The national consensus government declared by Hamas and Fateh, this past summer, has finished its interim term, a Hamas spokesman said Sunday.Sami Abu Zuhri stated, during a news conference in Gaza City, that the unity government’s six-month term had expired, and that a dialog should be resumed, on a national level, to discuss the future of the government.

Ma’an News Agency reports that, according to Mr. Abu Zuhri, any decision on whether the government should be disbanded or continued or be to reshuffled must be made only through national dialogue and consensus.

Hamas ‘isn’t interested in incitement’, he said, but, rather, ‘seeks to maintain national unity’, stressing that the movement ‘does not control the Gaza Strip at all’ and that… ‘if the national consensus government doesn’t want to take responsibility for Gaza, this doesn’t mean the government is exempted from this responsibility.’

Abu Zuhri went on to criticize the Palestinian Authority for its responsibility in what he describes as ‘politically motivated arrests’.

(So far, in November, 80 Palestinians have been detained in the West Bank for political affiliation, he said, adding that 70 of them were still in PA custody.)

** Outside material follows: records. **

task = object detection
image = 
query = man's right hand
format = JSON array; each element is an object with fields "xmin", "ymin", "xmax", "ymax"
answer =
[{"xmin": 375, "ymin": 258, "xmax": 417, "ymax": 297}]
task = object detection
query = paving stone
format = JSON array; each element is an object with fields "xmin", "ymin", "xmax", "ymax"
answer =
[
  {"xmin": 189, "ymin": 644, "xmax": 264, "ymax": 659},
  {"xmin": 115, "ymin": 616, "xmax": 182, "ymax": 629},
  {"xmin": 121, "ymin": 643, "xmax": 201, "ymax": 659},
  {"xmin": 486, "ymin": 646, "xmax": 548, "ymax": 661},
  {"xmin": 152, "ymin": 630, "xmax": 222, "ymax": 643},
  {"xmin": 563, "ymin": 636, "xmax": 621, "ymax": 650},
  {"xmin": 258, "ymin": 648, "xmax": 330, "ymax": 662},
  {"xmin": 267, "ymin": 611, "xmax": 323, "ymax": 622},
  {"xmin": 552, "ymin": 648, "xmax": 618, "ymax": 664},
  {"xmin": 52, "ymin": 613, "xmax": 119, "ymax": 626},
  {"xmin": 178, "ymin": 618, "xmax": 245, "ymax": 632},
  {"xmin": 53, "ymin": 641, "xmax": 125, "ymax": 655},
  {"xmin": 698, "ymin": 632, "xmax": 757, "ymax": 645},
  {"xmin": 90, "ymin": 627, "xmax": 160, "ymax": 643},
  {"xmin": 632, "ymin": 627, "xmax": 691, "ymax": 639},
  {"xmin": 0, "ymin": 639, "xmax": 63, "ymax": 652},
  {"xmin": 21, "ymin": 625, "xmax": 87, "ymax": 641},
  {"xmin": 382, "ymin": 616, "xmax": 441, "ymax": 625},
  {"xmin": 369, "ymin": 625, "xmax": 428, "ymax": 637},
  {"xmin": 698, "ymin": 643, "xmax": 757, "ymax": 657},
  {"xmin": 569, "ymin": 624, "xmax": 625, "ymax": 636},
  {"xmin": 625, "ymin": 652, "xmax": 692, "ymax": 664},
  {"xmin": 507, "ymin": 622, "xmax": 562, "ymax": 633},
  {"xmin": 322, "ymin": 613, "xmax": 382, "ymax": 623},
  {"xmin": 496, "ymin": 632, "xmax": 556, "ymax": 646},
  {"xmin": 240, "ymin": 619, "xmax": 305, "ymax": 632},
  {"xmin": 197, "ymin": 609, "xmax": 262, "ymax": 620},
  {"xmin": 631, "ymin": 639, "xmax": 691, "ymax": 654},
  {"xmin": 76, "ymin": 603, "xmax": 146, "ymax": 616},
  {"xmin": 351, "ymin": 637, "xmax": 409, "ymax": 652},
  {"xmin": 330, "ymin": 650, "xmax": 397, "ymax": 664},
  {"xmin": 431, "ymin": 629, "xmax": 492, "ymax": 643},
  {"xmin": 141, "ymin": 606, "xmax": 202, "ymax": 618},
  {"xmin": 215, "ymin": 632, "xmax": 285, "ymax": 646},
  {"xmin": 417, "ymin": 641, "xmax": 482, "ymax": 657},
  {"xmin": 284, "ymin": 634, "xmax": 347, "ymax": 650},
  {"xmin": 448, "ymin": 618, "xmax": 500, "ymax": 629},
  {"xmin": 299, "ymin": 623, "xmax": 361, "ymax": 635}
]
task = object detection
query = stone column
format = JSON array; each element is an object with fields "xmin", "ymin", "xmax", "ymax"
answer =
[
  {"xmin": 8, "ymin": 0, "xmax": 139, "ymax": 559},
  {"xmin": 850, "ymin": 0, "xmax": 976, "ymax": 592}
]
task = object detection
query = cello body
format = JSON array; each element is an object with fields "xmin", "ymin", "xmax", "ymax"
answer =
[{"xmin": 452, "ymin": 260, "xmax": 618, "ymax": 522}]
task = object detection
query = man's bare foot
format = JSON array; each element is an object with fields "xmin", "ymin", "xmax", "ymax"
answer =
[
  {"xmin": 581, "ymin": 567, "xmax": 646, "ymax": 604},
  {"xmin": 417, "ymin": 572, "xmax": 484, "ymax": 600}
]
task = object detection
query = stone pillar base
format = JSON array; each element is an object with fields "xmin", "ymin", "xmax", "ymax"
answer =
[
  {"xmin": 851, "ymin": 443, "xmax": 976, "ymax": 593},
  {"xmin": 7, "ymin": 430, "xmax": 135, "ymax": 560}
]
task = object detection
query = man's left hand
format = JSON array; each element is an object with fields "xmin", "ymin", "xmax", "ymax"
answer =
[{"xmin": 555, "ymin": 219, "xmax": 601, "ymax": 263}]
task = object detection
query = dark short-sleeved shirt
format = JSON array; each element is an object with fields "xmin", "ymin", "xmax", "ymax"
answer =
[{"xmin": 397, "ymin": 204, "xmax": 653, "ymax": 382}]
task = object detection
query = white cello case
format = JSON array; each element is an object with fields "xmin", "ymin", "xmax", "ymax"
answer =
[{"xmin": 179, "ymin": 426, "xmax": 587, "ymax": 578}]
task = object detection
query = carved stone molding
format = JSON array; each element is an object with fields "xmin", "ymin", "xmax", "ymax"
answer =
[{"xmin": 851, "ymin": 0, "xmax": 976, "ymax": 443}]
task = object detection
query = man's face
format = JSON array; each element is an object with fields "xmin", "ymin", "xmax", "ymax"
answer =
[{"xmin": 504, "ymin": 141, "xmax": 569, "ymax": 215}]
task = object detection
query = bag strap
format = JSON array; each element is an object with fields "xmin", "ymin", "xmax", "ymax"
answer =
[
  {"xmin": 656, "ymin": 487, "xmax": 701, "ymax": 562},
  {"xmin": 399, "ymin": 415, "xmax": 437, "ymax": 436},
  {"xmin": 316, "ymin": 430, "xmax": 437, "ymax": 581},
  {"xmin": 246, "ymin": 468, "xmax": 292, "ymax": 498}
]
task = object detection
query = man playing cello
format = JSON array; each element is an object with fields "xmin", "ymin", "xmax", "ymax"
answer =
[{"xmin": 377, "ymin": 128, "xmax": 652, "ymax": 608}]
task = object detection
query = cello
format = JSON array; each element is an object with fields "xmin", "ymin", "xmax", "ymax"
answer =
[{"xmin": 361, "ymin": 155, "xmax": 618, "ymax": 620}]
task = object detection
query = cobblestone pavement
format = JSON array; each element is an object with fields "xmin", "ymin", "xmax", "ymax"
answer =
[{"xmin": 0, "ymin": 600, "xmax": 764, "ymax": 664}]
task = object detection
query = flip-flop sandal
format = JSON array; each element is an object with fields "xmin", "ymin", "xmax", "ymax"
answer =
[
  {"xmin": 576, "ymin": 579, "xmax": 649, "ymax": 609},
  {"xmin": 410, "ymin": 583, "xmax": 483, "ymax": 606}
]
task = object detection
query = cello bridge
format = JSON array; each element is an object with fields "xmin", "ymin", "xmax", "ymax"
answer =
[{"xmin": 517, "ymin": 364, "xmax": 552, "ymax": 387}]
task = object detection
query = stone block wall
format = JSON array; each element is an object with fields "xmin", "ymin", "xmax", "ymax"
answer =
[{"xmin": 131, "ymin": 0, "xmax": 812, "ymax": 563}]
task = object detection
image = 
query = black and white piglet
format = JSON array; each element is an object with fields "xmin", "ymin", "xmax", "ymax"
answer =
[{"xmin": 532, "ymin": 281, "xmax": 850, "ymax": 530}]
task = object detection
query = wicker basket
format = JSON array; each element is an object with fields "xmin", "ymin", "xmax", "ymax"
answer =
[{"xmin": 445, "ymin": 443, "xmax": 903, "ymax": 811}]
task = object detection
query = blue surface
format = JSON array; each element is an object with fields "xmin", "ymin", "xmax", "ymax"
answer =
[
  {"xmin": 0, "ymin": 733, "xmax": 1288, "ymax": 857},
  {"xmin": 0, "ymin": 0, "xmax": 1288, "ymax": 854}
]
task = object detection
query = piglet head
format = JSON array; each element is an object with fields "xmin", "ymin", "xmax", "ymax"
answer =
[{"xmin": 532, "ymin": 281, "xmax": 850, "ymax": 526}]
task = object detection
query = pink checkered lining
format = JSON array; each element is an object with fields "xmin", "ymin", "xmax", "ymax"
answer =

Senior Fateh official Faisal Abu Shahla told Ma’an, Sunday, that there was never any agreement that the Palestinian unity government would last only six months, stating that the national consensus government was assigned to carry out a number of tasks, including the holding of elections within at least six months, but that it was never agreed that the government term would end, if it did not complete those tasks within this time frame.

‘If the Hamas movement has retracted the reconciliation agreement and the termination of rivalry, that is a different case,’ Abu Shahla said.

Furthermore, PA President and Fateh member Mahmoud Abbas recently stated that, should the UN Security Council reject a pending draft resolution to end the Israeli occupation, e will reconsider relations with Israel through ceasing security coordination and obliging it, as the ‘Occupying Power’, to take responsibility of the situation.

A political reconciliation was agreed upon by Hamas and the Fateh-led PLO in April, taking oath in June and apparently ending seven years of political discord. Until the agreement, Hamas had been running its own government in the Gaza Strip, following elections in 2006.

Violent clashes subsequently broke out between the movement and rival Fateh members in 2007, and Hamas declared sovereignty over Gaza.

It was then that Israel began to tighten its restrictions on the Strip, leading to frequent humanitarian crises and outbreaks of violence between Israeli forces and armed resistance groups associated with the region.